And this is what I'm getting for the print_r:

SELECT * FROM habases WHERE gender=''

[PFMaBiSmAd]

The data parameter needs to be in the form of a key/value -

 

data: key1=value1

 

For your code, this should work -

 

data: "gender=" + gender,

[Tenaciousmug]

Oops forgot to fix that.

But it still doesn't work. That's why it was like that because I was trying everything possible. :/

Does the page actually have to load or is it possible to show part of the page that was hidden after clicking a button and passing a value?

[jcbones]

But here is the PHP inside the #rest table:

 

PHP does NOT reside in a table, or any other element for that matter.  IT is strictly server side.  Ajax MUST submit the form to a PHP page, then retrieve the results.

 

You should put your PHP code in a separate file, and send the ajax request to that file.
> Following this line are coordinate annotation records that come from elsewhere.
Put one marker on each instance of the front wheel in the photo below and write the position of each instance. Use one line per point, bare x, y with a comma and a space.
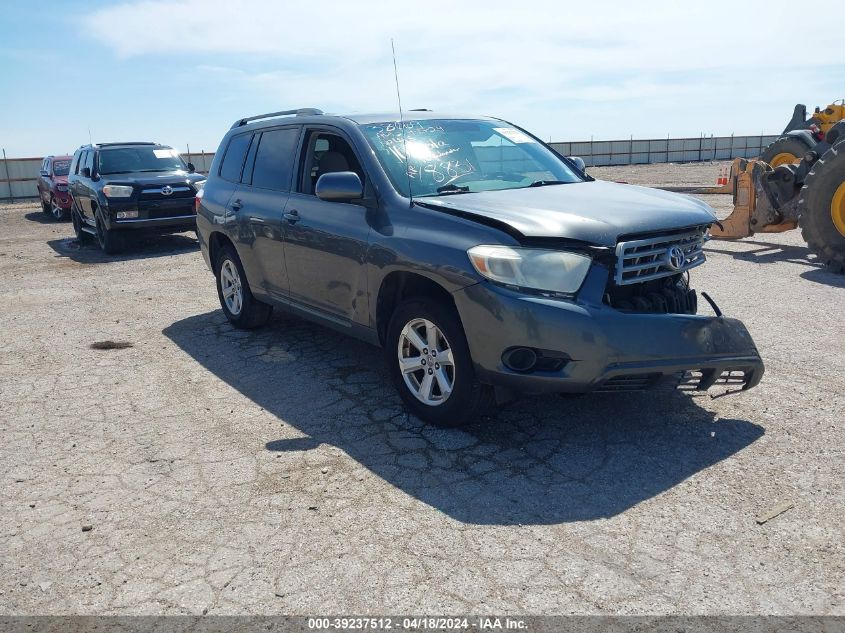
821, 208
239, 305
787, 150
430, 364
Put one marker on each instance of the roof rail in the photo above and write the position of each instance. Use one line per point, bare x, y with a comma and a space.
270, 115
126, 143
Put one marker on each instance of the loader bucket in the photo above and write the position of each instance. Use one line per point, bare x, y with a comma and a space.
741, 184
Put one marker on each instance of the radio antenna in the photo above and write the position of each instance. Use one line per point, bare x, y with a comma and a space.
402, 124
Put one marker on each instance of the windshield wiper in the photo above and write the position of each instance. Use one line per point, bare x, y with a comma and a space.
449, 189
543, 183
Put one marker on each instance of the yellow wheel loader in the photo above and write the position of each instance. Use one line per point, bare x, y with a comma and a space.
809, 194
802, 134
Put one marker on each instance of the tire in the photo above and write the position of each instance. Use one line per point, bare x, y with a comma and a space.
248, 312
110, 241
83, 237
821, 208
468, 398
56, 211
780, 151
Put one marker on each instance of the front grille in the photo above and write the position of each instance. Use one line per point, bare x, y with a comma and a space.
154, 209
703, 379
176, 191
630, 382
669, 295
655, 257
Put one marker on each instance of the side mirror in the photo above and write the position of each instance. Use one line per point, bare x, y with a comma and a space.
579, 162
339, 186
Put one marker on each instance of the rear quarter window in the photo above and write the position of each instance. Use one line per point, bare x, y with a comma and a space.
274, 159
233, 159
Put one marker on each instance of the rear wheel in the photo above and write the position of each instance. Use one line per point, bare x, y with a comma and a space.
110, 241
822, 208
430, 364
787, 150
239, 305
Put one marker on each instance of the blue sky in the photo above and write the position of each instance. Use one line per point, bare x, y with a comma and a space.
181, 72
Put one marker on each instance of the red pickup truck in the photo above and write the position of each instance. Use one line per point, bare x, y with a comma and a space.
52, 186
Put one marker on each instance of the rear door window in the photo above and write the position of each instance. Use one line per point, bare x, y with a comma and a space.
233, 159
274, 159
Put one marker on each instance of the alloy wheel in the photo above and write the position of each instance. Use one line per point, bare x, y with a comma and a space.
230, 286
426, 362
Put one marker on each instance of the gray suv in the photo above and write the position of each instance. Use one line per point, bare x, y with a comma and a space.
483, 262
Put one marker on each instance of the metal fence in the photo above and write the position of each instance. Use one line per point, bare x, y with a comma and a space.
665, 150
19, 175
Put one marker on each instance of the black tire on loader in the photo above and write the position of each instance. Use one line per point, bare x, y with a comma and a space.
821, 208
786, 150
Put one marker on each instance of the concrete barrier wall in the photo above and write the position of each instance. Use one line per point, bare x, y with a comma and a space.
23, 172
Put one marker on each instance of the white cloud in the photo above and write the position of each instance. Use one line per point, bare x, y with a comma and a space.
522, 60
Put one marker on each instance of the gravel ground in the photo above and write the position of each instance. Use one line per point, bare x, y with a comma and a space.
207, 469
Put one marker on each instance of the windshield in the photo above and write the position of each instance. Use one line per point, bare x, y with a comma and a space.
449, 156
61, 167
142, 158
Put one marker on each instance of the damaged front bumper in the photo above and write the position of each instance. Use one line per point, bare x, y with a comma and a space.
599, 348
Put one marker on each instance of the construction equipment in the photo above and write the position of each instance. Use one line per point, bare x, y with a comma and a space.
810, 194
801, 133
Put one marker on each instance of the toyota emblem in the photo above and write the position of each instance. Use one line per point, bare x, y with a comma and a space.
676, 258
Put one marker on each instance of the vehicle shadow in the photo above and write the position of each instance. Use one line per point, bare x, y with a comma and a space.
768, 252
139, 246
542, 460
44, 218
824, 276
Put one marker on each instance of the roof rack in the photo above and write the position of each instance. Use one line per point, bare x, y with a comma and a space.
126, 143
270, 115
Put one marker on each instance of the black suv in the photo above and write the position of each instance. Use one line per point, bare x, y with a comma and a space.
119, 187
483, 262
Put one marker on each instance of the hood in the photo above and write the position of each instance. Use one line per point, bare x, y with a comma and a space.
597, 212
156, 179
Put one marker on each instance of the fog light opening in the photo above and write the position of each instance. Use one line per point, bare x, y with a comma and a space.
520, 359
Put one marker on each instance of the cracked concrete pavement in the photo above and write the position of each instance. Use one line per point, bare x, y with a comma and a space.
275, 471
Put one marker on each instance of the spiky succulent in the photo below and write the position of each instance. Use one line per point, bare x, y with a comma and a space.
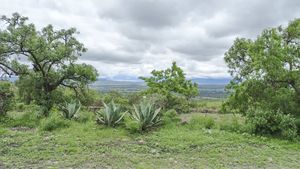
70, 110
111, 115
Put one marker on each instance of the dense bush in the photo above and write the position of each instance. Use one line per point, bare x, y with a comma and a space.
233, 125
170, 117
54, 122
6, 97
28, 119
267, 122
179, 103
71, 110
111, 115
146, 115
199, 122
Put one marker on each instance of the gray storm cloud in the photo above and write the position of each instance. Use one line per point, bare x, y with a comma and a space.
136, 36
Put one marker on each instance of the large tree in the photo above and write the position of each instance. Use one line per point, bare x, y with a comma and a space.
266, 70
44, 60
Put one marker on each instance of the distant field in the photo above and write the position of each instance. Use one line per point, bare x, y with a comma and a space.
206, 90
87, 145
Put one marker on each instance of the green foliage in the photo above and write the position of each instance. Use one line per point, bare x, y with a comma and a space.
170, 117
297, 122
199, 122
179, 103
170, 81
54, 122
146, 115
266, 71
233, 125
85, 116
27, 119
52, 55
117, 97
70, 110
132, 125
111, 115
6, 97
266, 122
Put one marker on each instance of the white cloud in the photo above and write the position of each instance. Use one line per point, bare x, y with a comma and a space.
133, 37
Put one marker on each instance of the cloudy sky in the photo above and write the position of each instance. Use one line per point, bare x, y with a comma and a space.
133, 37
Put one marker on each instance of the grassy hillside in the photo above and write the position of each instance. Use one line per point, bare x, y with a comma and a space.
87, 145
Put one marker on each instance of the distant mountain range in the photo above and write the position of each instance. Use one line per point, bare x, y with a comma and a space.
137, 80
129, 79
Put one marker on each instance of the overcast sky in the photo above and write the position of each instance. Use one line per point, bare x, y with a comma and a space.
133, 37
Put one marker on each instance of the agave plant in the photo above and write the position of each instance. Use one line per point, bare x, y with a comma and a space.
146, 115
111, 115
70, 110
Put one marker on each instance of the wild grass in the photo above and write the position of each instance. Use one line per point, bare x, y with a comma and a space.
203, 142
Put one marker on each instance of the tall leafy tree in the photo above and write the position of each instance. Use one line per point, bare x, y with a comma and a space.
171, 81
266, 71
43, 59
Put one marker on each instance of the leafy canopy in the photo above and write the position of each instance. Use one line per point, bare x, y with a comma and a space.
266, 71
171, 80
44, 60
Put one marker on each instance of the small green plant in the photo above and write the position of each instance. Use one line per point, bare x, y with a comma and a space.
28, 119
131, 125
111, 115
275, 123
70, 110
146, 115
54, 122
233, 125
6, 97
199, 122
170, 117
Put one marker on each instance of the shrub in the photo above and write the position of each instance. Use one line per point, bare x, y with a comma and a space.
232, 125
28, 119
54, 122
146, 115
170, 117
297, 122
85, 116
70, 110
267, 122
198, 122
179, 103
111, 115
6, 97
20, 107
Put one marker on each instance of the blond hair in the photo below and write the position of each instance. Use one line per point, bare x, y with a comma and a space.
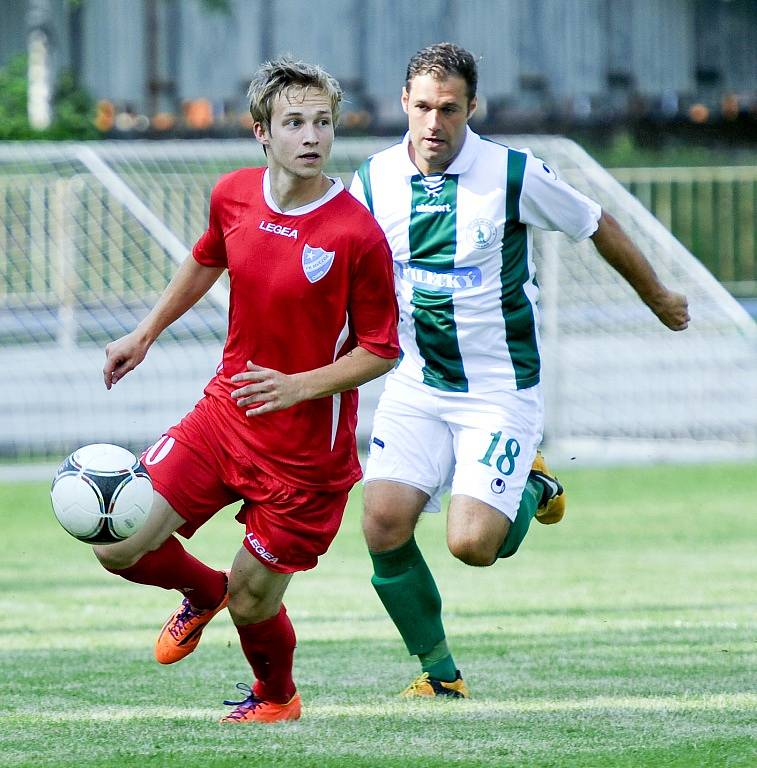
276, 76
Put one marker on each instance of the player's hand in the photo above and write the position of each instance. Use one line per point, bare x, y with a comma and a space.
266, 390
123, 355
672, 309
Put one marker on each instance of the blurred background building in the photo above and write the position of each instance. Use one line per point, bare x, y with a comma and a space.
172, 66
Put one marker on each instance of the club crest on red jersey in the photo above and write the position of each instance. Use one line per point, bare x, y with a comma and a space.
316, 262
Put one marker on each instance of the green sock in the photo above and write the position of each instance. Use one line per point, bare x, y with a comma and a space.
529, 503
408, 591
438, 662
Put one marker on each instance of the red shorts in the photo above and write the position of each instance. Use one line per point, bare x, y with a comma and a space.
287, 528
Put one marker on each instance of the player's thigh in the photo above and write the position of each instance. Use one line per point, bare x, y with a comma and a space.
162, 521
255, 591
410, 446
494, 445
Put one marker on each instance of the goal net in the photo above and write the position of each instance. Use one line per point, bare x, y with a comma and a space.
91, 233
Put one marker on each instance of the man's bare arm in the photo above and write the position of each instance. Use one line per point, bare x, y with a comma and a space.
190, 283
617, 249
267, 390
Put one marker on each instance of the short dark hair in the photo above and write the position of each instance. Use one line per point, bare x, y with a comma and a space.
442, 60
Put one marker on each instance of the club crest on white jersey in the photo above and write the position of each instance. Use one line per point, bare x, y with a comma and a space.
482, 233
316, 262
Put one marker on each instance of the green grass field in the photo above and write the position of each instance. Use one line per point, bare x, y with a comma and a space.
625, 636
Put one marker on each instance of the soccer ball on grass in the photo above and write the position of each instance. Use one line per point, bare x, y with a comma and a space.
101, 494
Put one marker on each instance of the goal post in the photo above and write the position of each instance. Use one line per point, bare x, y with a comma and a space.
91, 233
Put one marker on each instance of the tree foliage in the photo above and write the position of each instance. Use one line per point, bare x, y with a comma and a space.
73, 108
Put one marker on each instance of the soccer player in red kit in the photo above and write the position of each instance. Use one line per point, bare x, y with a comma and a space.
312, 316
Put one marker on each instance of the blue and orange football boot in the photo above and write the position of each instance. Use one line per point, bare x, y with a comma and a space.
182, 632
254, 710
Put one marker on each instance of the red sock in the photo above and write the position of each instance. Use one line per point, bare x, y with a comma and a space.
172, 567
269, 647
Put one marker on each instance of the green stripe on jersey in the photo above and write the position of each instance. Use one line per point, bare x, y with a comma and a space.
364, 174
520, 325
433, 242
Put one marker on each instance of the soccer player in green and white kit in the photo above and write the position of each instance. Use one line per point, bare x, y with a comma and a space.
464, 408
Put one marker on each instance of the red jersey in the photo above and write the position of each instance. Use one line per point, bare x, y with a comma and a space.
307, 286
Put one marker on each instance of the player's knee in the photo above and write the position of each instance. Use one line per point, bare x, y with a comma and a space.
471, 550
248, 605
384, 530
117, 557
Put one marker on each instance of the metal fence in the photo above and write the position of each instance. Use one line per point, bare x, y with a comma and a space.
712, 211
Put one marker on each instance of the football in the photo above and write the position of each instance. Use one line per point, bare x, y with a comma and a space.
101, 494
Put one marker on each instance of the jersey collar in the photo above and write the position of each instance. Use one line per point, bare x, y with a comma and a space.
460, 164
331, 193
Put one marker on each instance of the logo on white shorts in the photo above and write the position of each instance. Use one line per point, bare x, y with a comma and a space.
261, 551
159, 451
498, 485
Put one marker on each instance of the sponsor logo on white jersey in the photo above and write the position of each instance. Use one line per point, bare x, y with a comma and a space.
433, 208
433, 184
262, 552
482, 233
440, 281
316, 262
277, 229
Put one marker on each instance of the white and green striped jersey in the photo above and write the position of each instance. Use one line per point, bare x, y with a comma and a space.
463, 260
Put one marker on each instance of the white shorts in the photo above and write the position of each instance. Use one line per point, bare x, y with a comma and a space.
479, 446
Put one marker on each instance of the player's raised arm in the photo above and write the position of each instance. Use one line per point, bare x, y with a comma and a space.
190, 283
617, 249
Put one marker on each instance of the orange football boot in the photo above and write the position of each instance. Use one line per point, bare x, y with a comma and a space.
183, 630
255, 710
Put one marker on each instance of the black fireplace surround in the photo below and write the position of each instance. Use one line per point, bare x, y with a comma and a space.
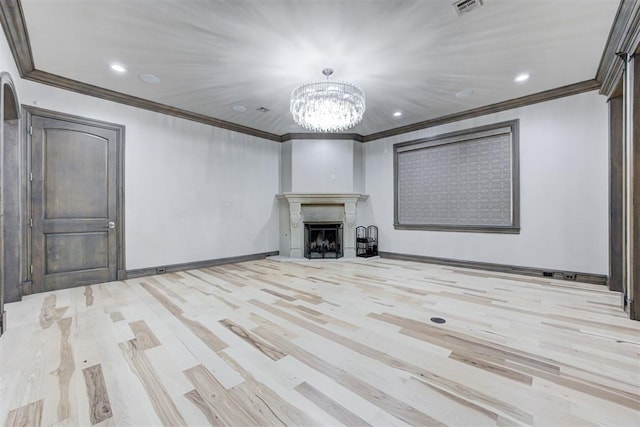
322, 240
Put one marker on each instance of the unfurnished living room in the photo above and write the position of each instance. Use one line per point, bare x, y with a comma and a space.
320, 212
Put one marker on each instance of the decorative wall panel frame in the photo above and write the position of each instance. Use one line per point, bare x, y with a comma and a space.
474, 182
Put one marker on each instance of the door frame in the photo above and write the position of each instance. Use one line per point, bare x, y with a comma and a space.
29, 112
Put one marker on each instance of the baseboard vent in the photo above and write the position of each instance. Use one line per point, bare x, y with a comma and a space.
466, 6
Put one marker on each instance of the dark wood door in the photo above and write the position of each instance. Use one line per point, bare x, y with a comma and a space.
74, 203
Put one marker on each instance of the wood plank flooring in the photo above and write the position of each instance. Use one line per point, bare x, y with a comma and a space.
322, 344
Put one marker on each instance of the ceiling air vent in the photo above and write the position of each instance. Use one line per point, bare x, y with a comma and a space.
466, 6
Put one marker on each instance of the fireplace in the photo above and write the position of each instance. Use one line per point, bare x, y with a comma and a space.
322, 240
319, 209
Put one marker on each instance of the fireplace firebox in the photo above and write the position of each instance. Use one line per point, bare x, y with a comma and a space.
322, 240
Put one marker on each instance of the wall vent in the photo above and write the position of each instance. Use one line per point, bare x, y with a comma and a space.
466, 6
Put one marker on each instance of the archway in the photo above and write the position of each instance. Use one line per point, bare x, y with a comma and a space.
10, 206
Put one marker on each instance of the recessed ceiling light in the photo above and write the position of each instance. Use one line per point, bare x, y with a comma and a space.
149, 78
464, 93
118, 68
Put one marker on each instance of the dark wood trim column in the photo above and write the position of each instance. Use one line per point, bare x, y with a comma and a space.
616, 194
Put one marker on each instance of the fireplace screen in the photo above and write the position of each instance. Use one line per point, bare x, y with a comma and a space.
322, 240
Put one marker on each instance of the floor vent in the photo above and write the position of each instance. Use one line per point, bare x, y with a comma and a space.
466, 6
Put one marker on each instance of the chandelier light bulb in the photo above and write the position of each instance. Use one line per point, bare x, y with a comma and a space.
327, 106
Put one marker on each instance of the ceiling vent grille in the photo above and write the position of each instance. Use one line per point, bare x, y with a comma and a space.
466, 6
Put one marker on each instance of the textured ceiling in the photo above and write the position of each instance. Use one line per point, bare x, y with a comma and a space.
411, 56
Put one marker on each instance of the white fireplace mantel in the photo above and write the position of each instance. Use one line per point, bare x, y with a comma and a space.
297, 200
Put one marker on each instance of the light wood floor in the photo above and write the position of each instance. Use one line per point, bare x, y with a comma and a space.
322, 343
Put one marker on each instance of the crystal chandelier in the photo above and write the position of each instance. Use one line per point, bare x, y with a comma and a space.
327, 106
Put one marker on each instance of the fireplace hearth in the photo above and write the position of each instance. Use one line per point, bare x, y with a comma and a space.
322, 240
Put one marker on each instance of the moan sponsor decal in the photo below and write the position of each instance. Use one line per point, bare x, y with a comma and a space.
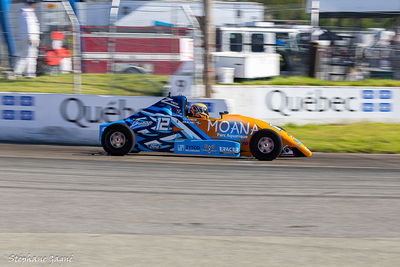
154, 146
228, 150
231, 129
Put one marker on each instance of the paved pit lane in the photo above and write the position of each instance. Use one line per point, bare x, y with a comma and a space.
76, 206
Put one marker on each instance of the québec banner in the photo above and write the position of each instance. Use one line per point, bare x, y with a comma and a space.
71, 119
313, 105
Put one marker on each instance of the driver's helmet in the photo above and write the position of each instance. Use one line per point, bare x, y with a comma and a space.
199, 110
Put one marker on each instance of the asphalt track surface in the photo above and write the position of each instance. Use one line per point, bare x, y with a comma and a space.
77, 206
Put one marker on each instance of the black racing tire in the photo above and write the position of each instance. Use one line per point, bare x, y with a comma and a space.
266, 145
118, 139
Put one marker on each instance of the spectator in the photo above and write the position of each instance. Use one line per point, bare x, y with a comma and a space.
29, 31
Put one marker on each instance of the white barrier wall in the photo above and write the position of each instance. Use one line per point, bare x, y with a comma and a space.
313, 105
71, 119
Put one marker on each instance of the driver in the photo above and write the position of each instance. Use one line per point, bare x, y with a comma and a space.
199, 110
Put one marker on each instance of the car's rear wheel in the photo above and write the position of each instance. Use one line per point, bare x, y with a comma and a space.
118, 139
266, 145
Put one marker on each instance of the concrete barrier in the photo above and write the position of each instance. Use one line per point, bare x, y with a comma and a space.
70, 119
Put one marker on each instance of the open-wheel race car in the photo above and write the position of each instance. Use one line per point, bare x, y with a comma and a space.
167, 126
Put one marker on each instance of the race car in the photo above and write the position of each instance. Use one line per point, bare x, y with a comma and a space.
167, 126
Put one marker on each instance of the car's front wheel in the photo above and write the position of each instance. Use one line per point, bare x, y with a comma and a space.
118, 139
266, 145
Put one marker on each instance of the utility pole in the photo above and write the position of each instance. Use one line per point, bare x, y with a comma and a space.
209, 47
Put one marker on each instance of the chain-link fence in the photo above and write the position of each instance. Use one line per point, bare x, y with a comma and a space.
142, 44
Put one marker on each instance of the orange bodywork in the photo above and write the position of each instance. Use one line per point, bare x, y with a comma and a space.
240, 128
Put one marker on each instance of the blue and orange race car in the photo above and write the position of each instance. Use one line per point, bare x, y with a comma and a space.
167, 127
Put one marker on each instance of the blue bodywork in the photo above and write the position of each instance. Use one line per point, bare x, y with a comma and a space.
164, 127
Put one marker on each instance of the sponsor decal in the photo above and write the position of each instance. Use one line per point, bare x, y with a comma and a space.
154, 146
140, 123
287, 151
75, 111
209, 148
228, 150
192, 148
210, 106
170, 101
296, 141
231, 129
279, 102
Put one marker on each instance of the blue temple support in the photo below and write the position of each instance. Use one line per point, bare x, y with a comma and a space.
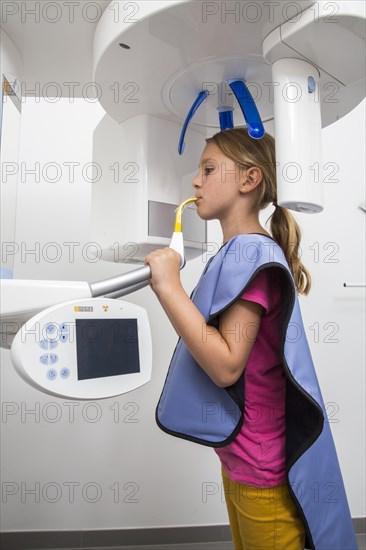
226, 118
199, 99
248, 107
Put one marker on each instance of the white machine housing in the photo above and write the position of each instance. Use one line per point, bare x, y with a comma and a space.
144, 180
85, 349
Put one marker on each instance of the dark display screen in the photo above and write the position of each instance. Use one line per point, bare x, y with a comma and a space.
106, 347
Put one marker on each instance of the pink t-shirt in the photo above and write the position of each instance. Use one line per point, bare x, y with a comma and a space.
257, 455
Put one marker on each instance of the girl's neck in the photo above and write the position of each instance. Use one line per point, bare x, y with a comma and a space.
230, 230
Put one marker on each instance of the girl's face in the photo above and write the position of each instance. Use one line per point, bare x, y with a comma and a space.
217, 184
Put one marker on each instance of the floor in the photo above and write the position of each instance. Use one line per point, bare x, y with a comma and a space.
361, 539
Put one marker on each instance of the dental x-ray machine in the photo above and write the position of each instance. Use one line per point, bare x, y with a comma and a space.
301, 65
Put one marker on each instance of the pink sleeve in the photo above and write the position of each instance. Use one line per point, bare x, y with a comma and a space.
259, 291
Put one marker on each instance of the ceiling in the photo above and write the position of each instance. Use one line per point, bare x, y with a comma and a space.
55, 41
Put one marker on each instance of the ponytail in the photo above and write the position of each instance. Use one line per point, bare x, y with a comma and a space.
287, 233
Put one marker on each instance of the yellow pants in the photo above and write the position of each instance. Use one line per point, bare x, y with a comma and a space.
262, 519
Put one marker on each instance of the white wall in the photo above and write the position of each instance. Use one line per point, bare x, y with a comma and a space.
82, 465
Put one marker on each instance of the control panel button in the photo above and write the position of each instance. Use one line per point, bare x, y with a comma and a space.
51, 328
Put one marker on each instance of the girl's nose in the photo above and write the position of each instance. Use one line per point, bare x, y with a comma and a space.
196, 182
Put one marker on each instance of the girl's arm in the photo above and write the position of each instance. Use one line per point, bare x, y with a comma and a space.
222, 352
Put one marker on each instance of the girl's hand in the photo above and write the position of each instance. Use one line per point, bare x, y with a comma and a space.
165, 267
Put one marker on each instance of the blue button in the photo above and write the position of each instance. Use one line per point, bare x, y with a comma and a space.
51, 374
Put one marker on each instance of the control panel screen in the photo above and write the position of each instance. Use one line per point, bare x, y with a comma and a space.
106, 347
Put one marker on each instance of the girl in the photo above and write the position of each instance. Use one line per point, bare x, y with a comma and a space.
236, 179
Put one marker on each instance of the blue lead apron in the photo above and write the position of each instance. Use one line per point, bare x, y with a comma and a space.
193, 407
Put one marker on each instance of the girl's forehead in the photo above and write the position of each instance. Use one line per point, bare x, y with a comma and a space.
212, 152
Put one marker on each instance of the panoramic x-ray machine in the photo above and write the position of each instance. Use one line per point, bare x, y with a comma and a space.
305, 70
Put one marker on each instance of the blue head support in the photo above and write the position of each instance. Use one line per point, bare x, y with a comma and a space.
247, 106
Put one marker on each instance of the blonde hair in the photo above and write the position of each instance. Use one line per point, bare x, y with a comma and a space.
237, 145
You then use javascript to populate the #rest table, then you show that table on the page.  Simply hiding the table on page load, and then requesting to show it, will not show the appropriate table, because you haven't chosen the gender yet.  In order for AJAX to work, you MUST separate the scripts, you cannot call half a page from the server.

[kenrbnsn]

The PHP code doesn't have to be in a separate file. It can be in the same file, but once the part of the script that gets invoked via AJAX executes, an exit() must be executed. I do that all the time.

 

Ken

[jcbones]

The PHP code doesn't have to be in a separate file. It can be in the same file, but once the part of the script that gets invoked via AJAX executes, an exit() must be executed. I do that all the time.

 

Ken

 

I never thought about that, Ken.  Although, I can see how that would work.  My post was made to late at night. ,with the opinion that the OP needs to rethink how AJAX works.